600 Menschen demonstrierten am 7. März vergangenen Jahres unangemeldet gegen die Corona-Politik. Danach ging die Polizei gegen Vermummte vor. © Marko Förster

Von Friederike Hohmann

Wenn man eine Camouflage-Jacke und dazu noch eine Sturmhaube trägt, während man in den vorderen Reihen einer nicht genehmigten Demonstration läuft, wird man von den Polizeibeamten sehr genau beobachtet. Ein Polizeibeamter wird eine gegen ihn gerichtete harsche Beleidigung, die aus der Richtung des Vermummten kommt, kaum überhören. So ist das auch im vergangenen Jahr in Bad Schandau geschehen.

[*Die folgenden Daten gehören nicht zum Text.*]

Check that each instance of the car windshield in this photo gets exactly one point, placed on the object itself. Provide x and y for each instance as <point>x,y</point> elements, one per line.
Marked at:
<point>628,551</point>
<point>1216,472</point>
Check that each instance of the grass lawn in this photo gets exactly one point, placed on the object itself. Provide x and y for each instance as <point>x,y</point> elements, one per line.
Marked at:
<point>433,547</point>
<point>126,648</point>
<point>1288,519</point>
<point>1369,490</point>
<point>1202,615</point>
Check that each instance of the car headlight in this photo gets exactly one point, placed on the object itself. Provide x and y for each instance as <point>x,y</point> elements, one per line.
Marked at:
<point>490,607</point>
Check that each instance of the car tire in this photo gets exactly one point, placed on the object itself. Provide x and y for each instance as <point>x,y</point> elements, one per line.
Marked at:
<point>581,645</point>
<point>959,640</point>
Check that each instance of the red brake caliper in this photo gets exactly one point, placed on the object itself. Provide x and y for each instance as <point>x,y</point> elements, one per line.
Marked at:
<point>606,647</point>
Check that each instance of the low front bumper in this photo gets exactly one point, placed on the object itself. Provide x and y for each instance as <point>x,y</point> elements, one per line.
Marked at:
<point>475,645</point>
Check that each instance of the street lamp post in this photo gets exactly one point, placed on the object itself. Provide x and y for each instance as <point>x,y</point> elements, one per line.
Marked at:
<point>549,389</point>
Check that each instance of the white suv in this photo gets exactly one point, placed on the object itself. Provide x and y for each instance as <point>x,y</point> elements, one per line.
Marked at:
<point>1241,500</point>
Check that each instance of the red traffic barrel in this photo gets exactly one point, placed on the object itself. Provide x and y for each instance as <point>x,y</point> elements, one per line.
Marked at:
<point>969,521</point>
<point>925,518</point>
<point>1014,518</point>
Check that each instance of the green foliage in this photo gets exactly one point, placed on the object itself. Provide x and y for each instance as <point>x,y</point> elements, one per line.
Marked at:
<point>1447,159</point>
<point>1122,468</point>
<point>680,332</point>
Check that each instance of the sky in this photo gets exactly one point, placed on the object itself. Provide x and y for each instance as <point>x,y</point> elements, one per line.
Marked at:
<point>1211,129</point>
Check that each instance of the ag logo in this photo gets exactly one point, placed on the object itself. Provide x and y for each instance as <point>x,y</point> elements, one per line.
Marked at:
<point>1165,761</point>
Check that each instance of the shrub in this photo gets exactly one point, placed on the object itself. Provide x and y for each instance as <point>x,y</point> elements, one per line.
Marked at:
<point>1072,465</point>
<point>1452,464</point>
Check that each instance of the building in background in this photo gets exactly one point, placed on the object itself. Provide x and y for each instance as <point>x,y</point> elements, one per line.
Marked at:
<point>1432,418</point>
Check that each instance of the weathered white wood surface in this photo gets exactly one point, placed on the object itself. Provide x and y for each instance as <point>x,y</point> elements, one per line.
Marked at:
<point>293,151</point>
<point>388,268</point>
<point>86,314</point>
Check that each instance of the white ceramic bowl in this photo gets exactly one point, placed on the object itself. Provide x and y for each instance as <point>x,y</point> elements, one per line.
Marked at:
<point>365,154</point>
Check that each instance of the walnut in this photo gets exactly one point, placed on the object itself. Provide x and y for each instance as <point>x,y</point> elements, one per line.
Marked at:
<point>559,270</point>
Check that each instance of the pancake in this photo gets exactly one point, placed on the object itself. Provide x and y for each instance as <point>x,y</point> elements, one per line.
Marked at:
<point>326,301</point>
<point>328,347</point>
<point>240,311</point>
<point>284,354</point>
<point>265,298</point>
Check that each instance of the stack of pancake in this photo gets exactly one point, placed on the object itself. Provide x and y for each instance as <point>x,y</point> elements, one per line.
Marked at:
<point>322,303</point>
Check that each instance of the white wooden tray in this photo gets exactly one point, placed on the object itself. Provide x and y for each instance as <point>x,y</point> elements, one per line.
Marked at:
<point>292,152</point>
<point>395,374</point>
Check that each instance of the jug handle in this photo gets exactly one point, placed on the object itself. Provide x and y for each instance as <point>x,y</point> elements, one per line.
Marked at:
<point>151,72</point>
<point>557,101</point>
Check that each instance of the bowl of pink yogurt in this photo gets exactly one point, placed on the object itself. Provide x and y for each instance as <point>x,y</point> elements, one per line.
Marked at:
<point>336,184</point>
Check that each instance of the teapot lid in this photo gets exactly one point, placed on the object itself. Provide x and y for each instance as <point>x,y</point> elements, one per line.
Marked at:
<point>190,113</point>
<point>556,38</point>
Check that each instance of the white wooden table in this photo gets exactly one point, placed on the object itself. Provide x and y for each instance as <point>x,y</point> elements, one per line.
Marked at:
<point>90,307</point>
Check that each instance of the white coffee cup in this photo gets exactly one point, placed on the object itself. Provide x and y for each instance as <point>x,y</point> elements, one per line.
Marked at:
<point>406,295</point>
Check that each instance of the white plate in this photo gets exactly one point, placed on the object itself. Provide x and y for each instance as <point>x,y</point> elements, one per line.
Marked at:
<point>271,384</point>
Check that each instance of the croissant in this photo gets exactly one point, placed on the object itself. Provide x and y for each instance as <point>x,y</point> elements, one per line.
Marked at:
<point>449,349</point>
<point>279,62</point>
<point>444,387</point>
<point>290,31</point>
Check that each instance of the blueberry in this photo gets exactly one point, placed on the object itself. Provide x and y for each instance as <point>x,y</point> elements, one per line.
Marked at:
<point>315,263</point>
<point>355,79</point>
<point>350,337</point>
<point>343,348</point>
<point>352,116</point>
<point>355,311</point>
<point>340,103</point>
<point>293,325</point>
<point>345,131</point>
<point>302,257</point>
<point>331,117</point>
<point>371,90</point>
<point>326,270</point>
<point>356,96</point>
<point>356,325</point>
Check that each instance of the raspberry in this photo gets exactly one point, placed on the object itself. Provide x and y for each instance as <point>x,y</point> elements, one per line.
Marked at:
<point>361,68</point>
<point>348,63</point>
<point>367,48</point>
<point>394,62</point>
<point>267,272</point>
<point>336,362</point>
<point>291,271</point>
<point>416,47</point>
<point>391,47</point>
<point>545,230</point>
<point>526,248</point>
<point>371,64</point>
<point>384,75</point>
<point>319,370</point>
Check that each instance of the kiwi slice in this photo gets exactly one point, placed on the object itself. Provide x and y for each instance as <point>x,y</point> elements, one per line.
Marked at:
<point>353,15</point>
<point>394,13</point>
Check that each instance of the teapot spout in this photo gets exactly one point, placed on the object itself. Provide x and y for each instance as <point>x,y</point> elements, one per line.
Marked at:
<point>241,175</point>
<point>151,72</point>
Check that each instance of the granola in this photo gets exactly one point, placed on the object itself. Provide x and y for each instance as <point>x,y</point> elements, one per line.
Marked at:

Der Beamte M. informierte sofort seine Kollegen über den verbalen Angriff, in dem das Wort „Fotze“ gefallen war, und zeigte auf den Vermummten mit der Tarnjacke. Als sich der „Spaziergang“ am 7. März 2022 Jahres auf dem Lidl-Parkplatz in Bad Schandau auflöste, griffen die Beamten zu. Im Visier hatten sie mehrere zuvor Vermummte.

Tierabwehrspray beim Demonstranten

Zwei Beamte hielten Lucas S. von hinten kommend fest an den Armen und drückten ihn gegen einen Stromkasten, um ihn zu durchsuchen und die Identität festzustellen. Der 23-Jährige versuchte, sich den Griffen der Beamten zu entwinden und schlug dabei gegen das Visier des Helms eines Polizisten. Der Helm fiel vom Kopf. Auf der Wiese drückte man Lukas S. zu Boden. Der Deutsche wehrte sich weiter gegen inzwischen vier Polizisten, gab dann aber nach langem Geschrei auf. Bei der Durchsuchung fand man in der Jacke von S. neben der Sturmhaube auch Tierabwehrspray.

Am späten Abend wurden in der Notfallambulanz in Sebnitz bei S. Verletzungen am Ohr, wo er einen Tunnel-Ohrring trägt, der herausgefallen war, und mehrere Prellungen festgestellt. Lucas S. zeigte die Beamten am nächsten Morgen an.

Neben fünf Polizeibeamten hatte Richterin Simona Wiedmer sechs Freunde, Bekannte und die Schwester von S. zur Verhandlung geladen. Sie waren alle dem Aufruf der „Freien Sachsen“ zum montäglichen „Spaziergang“ gegen die Corona-Maßnahmen gefolgt und berichteten von ihren Beobachtungen.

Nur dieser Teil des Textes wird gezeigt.